Alongside marketing strategies, the firm made use of specialized magazines as well as the press to promote the use of calculating machines: the Manchester Guardian for instance, showed an image of a worker with his Brunsviga. Artists too were sought to publish in the monthly company magazine. For the twenty year's anniversary of Brunsviga in 1912, a brochure was published under the title When calculating machines have a heart, whose author, Fritz Müller later republished it as a short story. The painter and graphist from Brunswick, Karl Bock (1873–1940), created the cover of the brochure while Austrian artist August Mandlick (1860–1934) took care of the illustrations. Lastly, the writer Abraham Halberthal (1881–1969), under the pseudonym A. Halbert, published short stories in the company monthly magazine to present the calculating machine.

== Notable scientists and collectors using the Brunsviga machine ==
Many scientists worked with the Brunsviga.

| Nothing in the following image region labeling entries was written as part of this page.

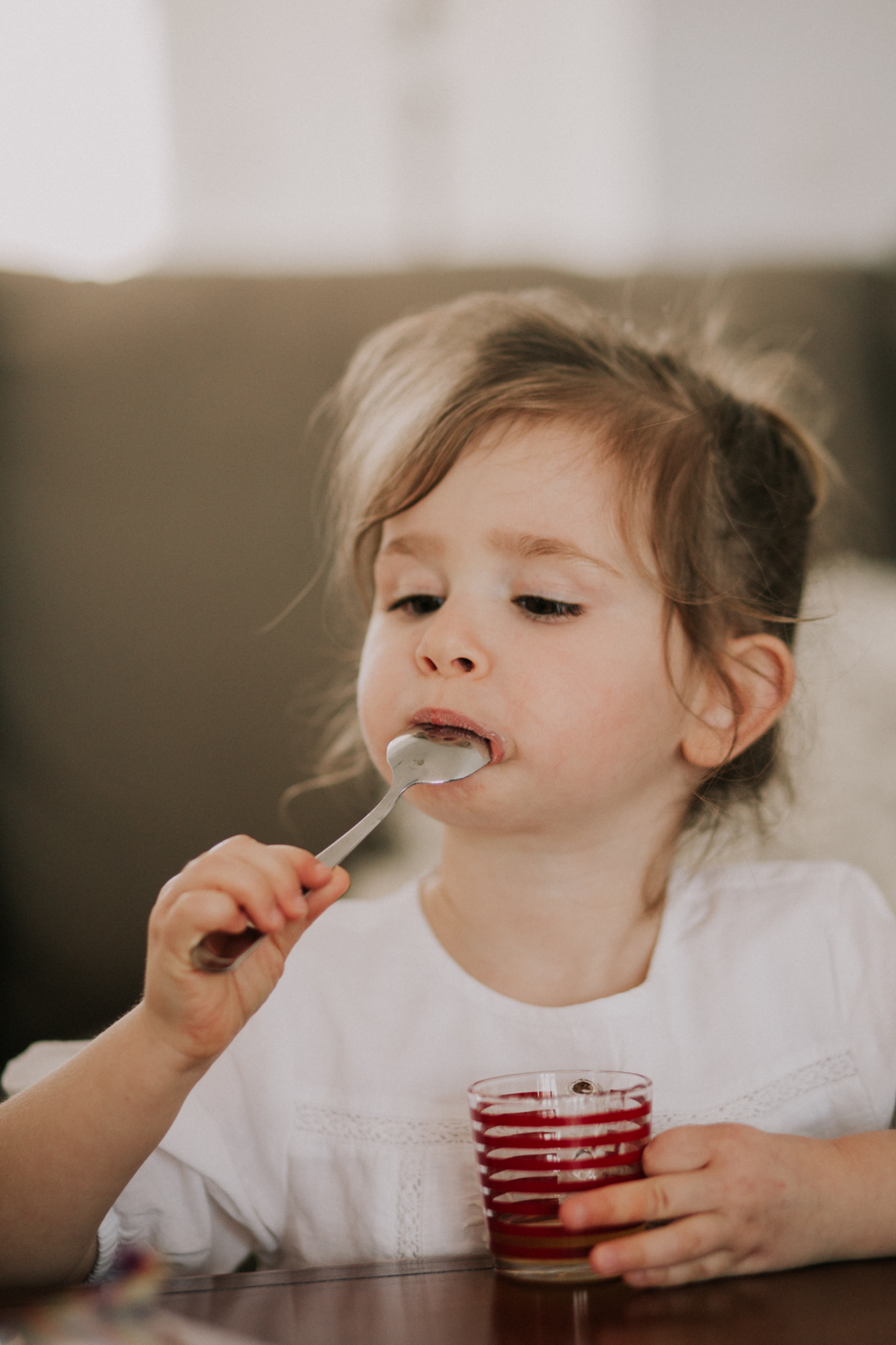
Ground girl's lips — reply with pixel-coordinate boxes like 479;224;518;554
410;706;506;765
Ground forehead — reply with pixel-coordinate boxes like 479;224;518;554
383;420;620;549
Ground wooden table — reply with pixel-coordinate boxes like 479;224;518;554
163;1257;896;1345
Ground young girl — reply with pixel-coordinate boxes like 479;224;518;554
0;295;896;1284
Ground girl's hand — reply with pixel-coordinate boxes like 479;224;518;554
560;1126;845;1287
140;837;348;1067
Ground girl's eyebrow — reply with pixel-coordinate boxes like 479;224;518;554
377;533;446;561
488;528;622;578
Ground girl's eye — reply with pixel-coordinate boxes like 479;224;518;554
387;593;446;616
514;593;584;618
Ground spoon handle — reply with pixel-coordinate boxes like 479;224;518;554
190;780;414;971
318;780;398;869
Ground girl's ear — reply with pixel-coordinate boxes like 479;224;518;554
681;633;795;771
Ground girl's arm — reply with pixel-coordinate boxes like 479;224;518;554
0;837;348;1284
561;1126;896;1287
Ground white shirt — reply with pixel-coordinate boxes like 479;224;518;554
105;863;896;1274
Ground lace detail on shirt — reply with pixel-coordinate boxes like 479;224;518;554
396;1145;424;1260
654;1050;858;1134
296;1103;471;1146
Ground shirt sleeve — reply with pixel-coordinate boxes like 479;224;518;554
114;987;295;1275
827;865;896;1128
111;1149;258;1283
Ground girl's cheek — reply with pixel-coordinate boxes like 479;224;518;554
358;621;396;775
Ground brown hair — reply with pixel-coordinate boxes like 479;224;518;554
299;290;826;826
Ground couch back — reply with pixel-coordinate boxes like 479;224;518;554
0;259;896;1063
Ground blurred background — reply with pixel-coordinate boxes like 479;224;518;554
0;0;896;1065
0;0;896;280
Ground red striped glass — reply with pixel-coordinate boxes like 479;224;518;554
468;1069;651;1282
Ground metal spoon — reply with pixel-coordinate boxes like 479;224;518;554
190;728;491;971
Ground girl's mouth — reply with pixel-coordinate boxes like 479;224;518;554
410;706;505;765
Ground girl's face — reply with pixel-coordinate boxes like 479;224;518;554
358;421;695;839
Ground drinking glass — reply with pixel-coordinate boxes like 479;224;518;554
468;1069;653;1282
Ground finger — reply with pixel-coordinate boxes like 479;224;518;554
589;1212;729;1275
268;845;341;892
175;852;294;933
623;1251;743;1289
306;865;351;924
262;869;350;959
560;1167;717;1230
204;835;313;920
642;1126;716;1177
151;888;249;956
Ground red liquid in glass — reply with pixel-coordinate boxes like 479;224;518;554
471;1094;651;1268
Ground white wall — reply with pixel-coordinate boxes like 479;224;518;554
156;0;657;269
0;0;174;280
654;0;896;265
0;0;896;277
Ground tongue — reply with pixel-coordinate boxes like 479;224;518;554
419;724;491;753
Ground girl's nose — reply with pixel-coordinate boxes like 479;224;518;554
416;608;488;677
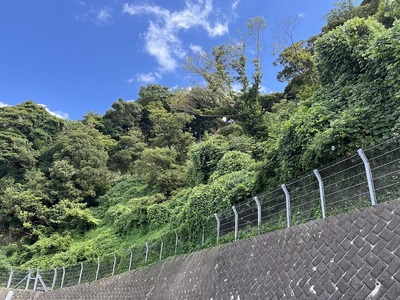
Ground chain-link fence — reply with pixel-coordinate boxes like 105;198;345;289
0;137;400;291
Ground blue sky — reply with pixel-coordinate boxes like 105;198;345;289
0;0;342;120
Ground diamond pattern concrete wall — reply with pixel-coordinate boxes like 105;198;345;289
0;201;400;300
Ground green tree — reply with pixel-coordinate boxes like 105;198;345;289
49;123;111;205
135;148;187;196
102;99;142;139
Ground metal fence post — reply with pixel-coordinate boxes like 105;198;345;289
160;237;164;260
33;269;39;292
7;268;14;289
5;291;14;300
111;253;117;276
314;169;326;219
78;262;83;284
254;196;261;235
232;206;239;241
214;213;221;245
174;230;179;255
96;257;100;280
25;268;32;290
51;268;57;291
201;225;204;248
144;242;149;263
60;267;65;289
358;149;376;206
282;184;291;228
128;249;133;271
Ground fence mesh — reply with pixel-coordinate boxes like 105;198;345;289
0;137;400;290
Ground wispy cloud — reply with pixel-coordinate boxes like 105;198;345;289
75;1;112;26
95;6;112;25
122;0;234;72
190;44;204;54
126;72;161;84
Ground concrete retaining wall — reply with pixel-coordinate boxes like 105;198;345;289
0;201;400;300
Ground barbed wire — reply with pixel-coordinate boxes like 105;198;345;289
0;137;400;290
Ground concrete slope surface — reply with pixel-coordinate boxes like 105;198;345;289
0;200;400;300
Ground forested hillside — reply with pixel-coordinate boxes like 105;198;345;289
0;0;400;268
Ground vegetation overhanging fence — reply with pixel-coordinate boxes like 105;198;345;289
0;137;400;291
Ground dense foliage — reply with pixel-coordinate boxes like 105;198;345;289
0;0;400;267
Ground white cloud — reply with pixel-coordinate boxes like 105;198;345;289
122;0;233;71
190;44;204;54
127;72;161;84
75;1;112;26
38;104;69;120
231;0;240;11
93;6;112;25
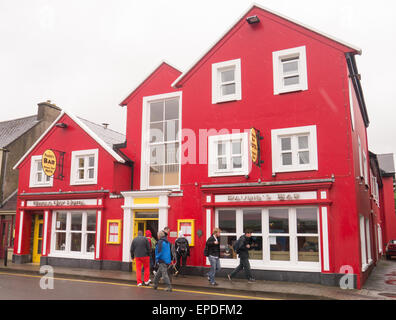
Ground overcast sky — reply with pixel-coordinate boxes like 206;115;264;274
0;0;396;164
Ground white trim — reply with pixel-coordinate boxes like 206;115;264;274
272;46;308;95
140;91;183;190
171;3;362;88
212;59;242;104
322;207;330;271
18;211;23;254
208;132;249;177
271;125;318;173
13;110;125;170
70;149;99;186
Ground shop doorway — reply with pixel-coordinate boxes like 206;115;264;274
132;210;159;271
32;214;43;263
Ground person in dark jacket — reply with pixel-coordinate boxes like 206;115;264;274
175;230;190;276
227;230;256;282
153;231;172;291
131;231;151;287
205;228;221;286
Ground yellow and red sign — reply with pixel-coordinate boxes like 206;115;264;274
41;149;56;177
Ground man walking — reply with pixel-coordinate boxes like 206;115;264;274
227;230;256;282
175;230;190;276
204;228;221;286
153;231;172;291
131;230;151;287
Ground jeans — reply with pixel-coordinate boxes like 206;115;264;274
208;256;221;283
153;262;171;288
230;258;253;280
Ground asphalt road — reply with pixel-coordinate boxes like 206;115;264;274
0;272;272;300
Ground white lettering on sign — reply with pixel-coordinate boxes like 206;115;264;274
26;199;97;207
215;191;317;202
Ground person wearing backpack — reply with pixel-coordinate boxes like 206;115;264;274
204;228;221;286
175;230;190;277
227;230;256;282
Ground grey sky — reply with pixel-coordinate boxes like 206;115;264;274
0;0;396;164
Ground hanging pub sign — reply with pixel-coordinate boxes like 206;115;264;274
249;128;263;167
41;149;65;180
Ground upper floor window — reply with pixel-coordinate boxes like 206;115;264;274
208;133;249;177
212;59;242;103
70;149;98;185
29;155;53;188
271;126;318;172
141;93;181;189
272;46;308;94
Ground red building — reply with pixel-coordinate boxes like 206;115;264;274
14;5;394;288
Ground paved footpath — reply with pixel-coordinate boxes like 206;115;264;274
0;260;396;300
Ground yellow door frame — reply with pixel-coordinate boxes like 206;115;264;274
32;215;44;263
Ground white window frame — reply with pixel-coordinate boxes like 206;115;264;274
48;210;98;260
29;155;54;188
70;149;99;185
140;91;183;191
208;132;249;177
212;59;242;104
271;125;318;173
215;206;322;272
272;46;308;95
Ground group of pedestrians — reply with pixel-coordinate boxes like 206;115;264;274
131;227;255;291
131;227;190;291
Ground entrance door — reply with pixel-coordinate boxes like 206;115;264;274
32;215;43;263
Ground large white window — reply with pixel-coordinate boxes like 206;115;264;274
29;155;54;188
271;126;318;173
70;149;98;185
208;132;249;177
141;92;181;189
51;211;96;259
212;59;242;103
215;207;320;271
272;46;308;94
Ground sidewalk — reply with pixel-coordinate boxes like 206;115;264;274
0;260;394;300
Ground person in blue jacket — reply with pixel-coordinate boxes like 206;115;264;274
153;231;172;291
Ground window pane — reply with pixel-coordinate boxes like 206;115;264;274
296;208;318;233
220;235;237;259
86;233;95;252
165;99;179;120
218;210;236;233
221;83;235;96
298;151;309;164
87;213;96;231
297;237;319;262
243;209;261;233
249;236;263;260
269;236;290;261
70;232;81;252
232;141;242;154
55;232;66;251
217;142;226;156
281;137;291;151
298;136;308;149
283;76;300;86
56;212;67;230
149;166;164;186
268;209;289;233
71;213;82;230
164;164;179;186
282;152;293;166
150;101;164;122
221;69;235;82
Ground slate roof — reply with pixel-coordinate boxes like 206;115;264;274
0;115;39;148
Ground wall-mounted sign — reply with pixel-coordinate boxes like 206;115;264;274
41;149;56;177
215;191;317;202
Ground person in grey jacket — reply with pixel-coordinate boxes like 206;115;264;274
131;231;151;287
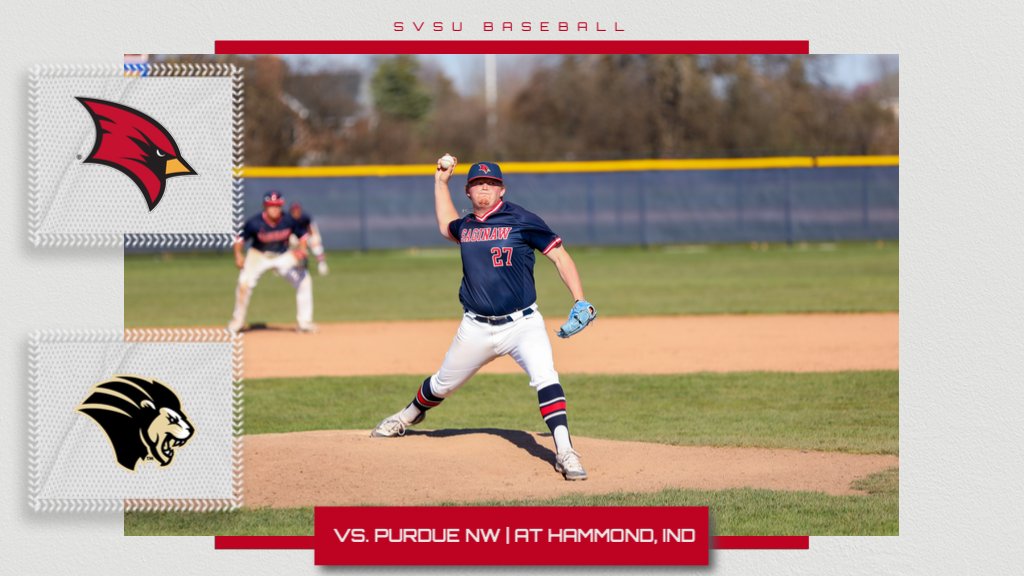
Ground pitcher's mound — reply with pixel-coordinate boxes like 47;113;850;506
245;428;899;507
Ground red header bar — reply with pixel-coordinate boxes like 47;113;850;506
313;506;710;566
214;40;810;54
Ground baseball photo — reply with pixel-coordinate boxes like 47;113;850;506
124;54;900;536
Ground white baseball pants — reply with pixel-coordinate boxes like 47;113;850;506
228;248;313;331
430;311;558;398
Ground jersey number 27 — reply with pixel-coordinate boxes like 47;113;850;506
490;246;512;268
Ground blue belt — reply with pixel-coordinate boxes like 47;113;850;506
466;304;537;326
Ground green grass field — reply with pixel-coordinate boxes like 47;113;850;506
125;243;899;328
245;371;899;454
125;371;899;535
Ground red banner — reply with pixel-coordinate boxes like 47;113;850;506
313;506;710;566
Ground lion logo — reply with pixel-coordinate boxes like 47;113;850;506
78;376;196;471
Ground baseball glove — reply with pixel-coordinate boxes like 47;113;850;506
558;300;597;338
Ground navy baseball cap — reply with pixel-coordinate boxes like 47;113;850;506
263;190;285;206
467;162;505;183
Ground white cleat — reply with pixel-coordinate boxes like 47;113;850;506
555;449;587;481
370;412;427;438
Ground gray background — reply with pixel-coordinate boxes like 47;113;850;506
35;332;234;509
0;0;1024;575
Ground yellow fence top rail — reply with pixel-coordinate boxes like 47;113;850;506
242;156;899;178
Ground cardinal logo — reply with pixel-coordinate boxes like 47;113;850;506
78;375;196;471
76;97;196;211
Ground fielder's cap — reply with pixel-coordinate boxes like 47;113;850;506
263;190;285;206
467;162;505;183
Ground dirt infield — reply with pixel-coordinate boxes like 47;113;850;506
239;314;899;507
245;314;899;378
245;428;899;507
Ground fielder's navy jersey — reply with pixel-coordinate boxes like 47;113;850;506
449;196;562;316
238;212;309;254
293;212;313;231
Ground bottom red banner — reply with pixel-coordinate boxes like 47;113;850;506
313;506;710;566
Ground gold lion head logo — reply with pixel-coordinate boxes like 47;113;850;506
78;376;196;471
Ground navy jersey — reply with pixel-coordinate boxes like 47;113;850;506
449;196;562;316
295;212;313;231
238;212;308;254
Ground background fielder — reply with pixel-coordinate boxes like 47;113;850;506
288;202;330;276
371;155;595;480
227;192;316;332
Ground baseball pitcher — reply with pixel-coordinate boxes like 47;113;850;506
371;155;597;480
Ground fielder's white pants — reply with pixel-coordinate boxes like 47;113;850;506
228;248;313;331
430;311;558;398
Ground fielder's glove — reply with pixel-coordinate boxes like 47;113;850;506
558;300;597;338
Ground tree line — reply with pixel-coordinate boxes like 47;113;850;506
165;54;899;166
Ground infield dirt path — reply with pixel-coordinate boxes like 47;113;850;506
239;314;899;378
245;428;899;507
237;314;899;507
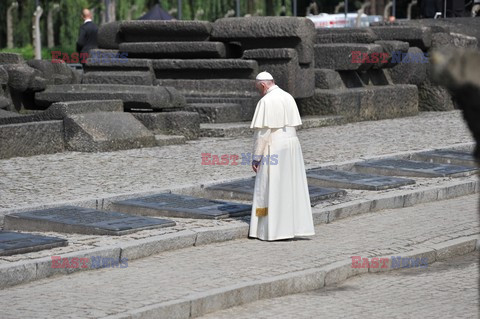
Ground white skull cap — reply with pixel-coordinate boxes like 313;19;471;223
255;71;273;81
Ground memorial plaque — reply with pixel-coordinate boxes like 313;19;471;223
0;231;68;256
412;150;477;167
307;168;415;190
207;178;346;206
4;206;175;235
113;193;252;219
354;159;477;177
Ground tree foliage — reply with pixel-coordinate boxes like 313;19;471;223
0;0;312;52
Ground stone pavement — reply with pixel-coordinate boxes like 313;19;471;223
200;251;480;319
0;111;473;215
0;194;480;318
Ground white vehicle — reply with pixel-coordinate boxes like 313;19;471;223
307;13;383;29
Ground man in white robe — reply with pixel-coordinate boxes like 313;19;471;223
249;72;315;240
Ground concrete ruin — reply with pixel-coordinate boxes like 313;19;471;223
0;17;477;158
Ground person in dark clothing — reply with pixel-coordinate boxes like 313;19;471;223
77;9;98;64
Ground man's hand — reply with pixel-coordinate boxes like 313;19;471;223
252;161;260;173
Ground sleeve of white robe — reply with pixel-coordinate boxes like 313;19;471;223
252;128;270;161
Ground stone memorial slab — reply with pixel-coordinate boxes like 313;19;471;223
120;41;230;59
113;193;252;219
152;59;258;80
412;150;477;167
118;20;212;42
307;168;415;191
0;231;68;256
354;159;477;177
207;178;346;206
4;206;175;235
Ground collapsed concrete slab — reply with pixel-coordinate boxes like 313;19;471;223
211;17;315;64
0;121;64;158
243;49;315;98
152;59;258;79
131;111;201;140
185;103;243;123
82;57;155;85
154;79;256;96
97;21;121;49
118;20;212;42
0;100;123;125
315;43;383;71
388;47;428;85
35;84;185;110
371;25;432;50
27;60;78;85
82;71;154;85
315;69;345;89
64;112;156;152
315;28;378;44
0;52;25;65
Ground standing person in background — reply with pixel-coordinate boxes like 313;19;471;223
77;9;98;64
249;72;315;240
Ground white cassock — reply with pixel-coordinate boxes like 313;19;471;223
249;85;315;240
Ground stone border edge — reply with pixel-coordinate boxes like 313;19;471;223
99;236;480;319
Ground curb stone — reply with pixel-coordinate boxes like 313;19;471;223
100;236;480;319
0;181;479;289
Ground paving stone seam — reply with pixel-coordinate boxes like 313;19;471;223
98;236;480;319
0;143;475;219
0;181;480;289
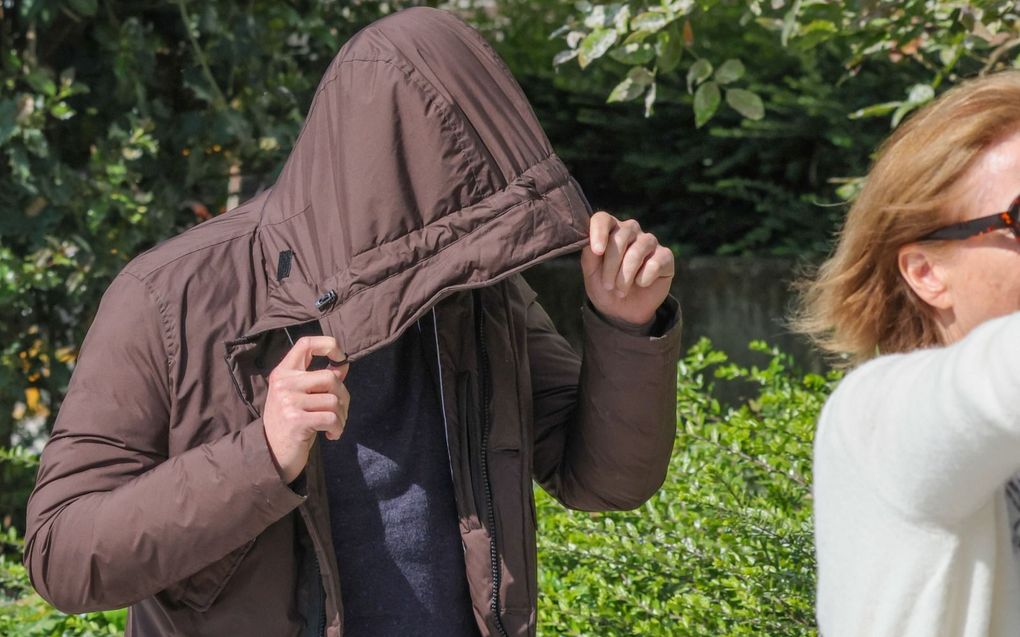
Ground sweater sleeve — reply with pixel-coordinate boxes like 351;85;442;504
527;277;680;511
816;314;1020;524
24;273;303;613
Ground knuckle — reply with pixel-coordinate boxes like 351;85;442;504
269;370;287;391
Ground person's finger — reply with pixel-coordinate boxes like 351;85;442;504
588;210;619;257
616;232;659;295
580;246;602;280
602;220;638;290
276;369;344;393
278;336;347;371
301;393;344;416
307;412;347;440
634;246;674;287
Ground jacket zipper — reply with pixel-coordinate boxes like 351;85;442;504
472;290;508;637
312;548;325;637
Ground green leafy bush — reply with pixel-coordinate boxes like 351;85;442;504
538;339;837;637
0;339;838;637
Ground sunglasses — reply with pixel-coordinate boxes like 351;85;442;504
918;195;1020;242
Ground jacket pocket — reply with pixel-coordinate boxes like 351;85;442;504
164;538;255;613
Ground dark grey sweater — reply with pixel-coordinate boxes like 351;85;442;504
322;315;478;637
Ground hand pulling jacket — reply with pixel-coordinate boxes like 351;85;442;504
24;8;679;637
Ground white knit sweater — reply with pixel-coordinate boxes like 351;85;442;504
814;314;1020;637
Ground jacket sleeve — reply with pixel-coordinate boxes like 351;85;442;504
815;314;1020;525
24;273;303;613
527;277;680;511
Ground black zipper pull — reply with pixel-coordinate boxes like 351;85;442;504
315;289;337;312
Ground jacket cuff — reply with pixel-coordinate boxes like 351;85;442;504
241;418;305;519
581;295;681;343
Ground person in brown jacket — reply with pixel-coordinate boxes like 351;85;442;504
24;9;679;637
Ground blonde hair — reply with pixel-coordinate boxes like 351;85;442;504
793;70;1020;364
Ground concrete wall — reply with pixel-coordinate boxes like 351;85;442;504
524;255;824;371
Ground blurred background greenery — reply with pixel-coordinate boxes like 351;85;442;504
0;0;1020;635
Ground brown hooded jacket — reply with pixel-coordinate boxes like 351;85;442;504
24;8;679;637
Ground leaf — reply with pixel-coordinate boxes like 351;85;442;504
687;58;712;93
0;100;17;147
907;84;935;105
779;0;801;46
553;49;580;66
645;82;658;117
623;31;652;45
630;11;674;34
577;29;617;68
655;24;683;73
24;68;57;97
726;89;765;119
50;102;74;119
606;66;655;103
67;0;97;17
609;43;655;66
715;59;744;84
695;82;721;128
847;102;903;119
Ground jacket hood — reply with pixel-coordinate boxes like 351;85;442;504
249;8;591;359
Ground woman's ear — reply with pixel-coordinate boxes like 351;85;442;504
898;244;953;310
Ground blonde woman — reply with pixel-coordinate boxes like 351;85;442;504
799;71;1020;637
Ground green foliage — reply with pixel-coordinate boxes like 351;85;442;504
554;0;1020;127
537;340;837;637
0;339;838;637
0;526;128;637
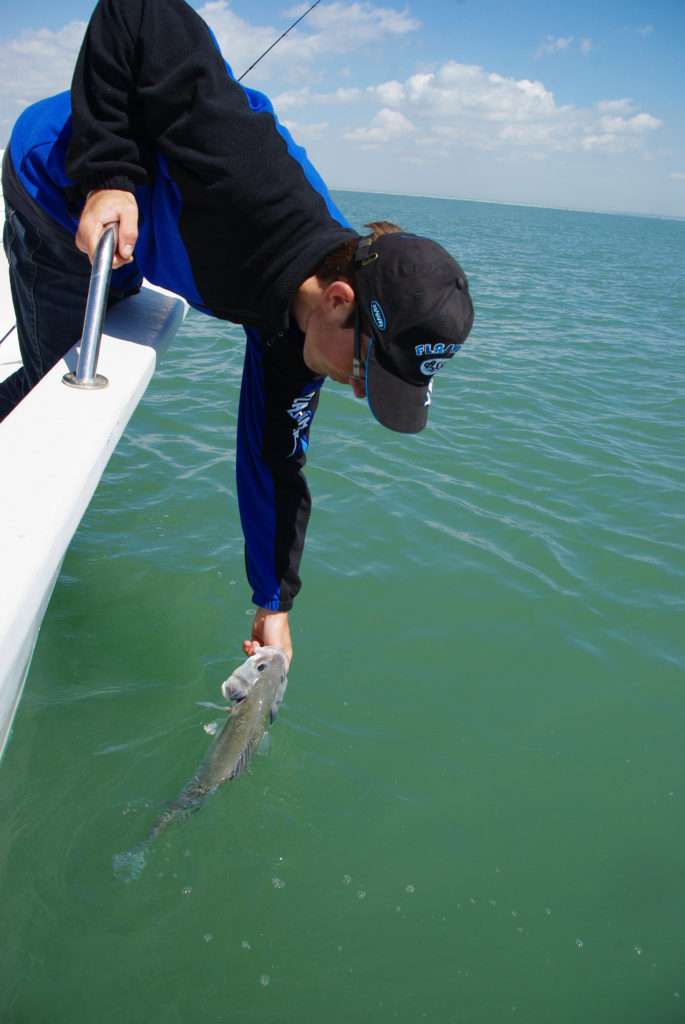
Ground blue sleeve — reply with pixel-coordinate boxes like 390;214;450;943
237;328;324;611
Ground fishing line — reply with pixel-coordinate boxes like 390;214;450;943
238;0;322;82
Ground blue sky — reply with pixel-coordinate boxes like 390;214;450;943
0;0;685;217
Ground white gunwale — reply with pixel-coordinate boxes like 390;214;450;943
0;180;187;756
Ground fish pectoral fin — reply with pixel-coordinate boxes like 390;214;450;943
228;739;260;779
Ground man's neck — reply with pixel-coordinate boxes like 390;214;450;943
290;275;324;334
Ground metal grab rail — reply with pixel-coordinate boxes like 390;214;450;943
62;224;119;390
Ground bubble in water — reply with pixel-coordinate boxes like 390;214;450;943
112;849;145;882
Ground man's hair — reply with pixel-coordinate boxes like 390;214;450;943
314;220;402;328
314;220;402;287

Amongst them, Enrico Fermi used it at the very beginning of his work on nuclear chain reaction, also Karl Pearson, Stephen Wilson' and Sydney Holt. Some Brunsviga machines can also be found in museums such as the model C at the Smithsonian. The Henri Poincaré Institute also owns one.

== Decline ==
In 1959, the company Olympia Werke took full control of Brunsviga Maschinenwerke AG. Shortly after, in 1962, most of the existing models (11S, 11E, 16E, 13BR, 18 RK, D 18 R, D13 R/1 D13 R2) saw their production stopped. The only ones remaining on the market up until 1963 were the 13RK, B20 and B183. The 13RM from the old range remained available up until 1964. The RT4 (1970–1971), which was made in Spain, was the last device launched by Olympia, but as a limited edition numbering only around 1500 copies. In 1972, Olympia stopped for good the production of mechanical calculating devices.